Świętowanie rozpoczęło się w wigilię odpustu Mszą św. z procesją eucharystyczną o godz. 18. Potem trwało nocne czuwanie, na którym z wiernymi modliły się również siostry ze zgromadzeń mających swoje domy w mieście, a więc służki, honoratki, wspomożycielki i niepokalanki. Zgodnie z tradycją, o północy sprawowano Eucharystię - Pasterkę maryjną. W sobotę - w dzień odpustu - na Mszach św. pojawili się pielgrzymi, którzy przybyli nawet z okolic Grójca i Opoczna.
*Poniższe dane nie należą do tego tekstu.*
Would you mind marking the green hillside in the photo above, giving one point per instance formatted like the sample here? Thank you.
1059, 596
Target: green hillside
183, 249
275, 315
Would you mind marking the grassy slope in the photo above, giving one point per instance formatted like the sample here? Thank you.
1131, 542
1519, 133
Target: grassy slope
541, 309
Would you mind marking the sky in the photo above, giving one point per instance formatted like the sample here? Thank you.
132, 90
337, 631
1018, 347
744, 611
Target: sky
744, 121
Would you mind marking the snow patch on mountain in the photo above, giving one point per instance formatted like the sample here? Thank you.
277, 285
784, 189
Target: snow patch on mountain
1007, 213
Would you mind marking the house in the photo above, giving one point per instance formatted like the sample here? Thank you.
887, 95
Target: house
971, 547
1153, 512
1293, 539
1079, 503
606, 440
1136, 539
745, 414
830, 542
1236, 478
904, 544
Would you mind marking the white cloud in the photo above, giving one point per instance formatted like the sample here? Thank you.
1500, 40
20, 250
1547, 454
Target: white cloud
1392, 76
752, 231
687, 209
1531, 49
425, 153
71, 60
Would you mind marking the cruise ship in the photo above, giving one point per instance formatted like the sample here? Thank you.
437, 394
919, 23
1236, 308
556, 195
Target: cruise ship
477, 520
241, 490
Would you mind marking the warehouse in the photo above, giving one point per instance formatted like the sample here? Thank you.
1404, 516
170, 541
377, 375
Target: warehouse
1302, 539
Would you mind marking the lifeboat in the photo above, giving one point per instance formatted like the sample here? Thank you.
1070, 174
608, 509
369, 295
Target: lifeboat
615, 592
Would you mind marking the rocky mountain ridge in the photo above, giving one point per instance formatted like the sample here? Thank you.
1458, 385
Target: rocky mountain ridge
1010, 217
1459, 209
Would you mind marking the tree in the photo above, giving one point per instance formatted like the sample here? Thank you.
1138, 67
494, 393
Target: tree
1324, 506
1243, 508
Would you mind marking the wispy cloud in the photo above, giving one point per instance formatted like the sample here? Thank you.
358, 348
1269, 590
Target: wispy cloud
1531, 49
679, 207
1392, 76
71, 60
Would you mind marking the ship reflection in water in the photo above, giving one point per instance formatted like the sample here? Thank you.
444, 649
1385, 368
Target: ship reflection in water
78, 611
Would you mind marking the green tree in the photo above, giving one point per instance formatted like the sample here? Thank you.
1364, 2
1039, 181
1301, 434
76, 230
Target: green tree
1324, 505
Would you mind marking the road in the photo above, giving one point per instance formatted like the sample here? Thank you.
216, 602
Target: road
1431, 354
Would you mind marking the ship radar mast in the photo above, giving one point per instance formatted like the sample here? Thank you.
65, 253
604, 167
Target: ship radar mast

Sumie odpustowej w ogrodzie klasztoru, przy figurze Niepokalanej, przewodniczył bp Józef Zawitkowski. W homilii wspominał, jak sam w młodości tutaj pielgrzymował. Przypomniał wiernym, że komuniści zabraniali odprawiania Mszy na placu przy klasztorze, w którym przebywał przez wiele lat o. Honorat Koźmiński, patron diecezji łowickiej. - Ludzie w Nowym Mieście powinni klękać przed figurą o. Honorata. Ten wielki człowiek potrafił odmienić oblicze ziemi, przygotowując nas na czasy niepodległości. Wiedział, że trzeba nas wszystkich ofiarować Matce Bożej. Postawy Totus Tuus (cały Twój) Jan Paweł II nauczył się od o. Honorata - mówił bp Zawitkowski.
Na koniec Mszy odbyła się procesja eucharystyczna, po której bp Zawitkowski błogosławił zebranych na placu Najświętszym Sakramentem.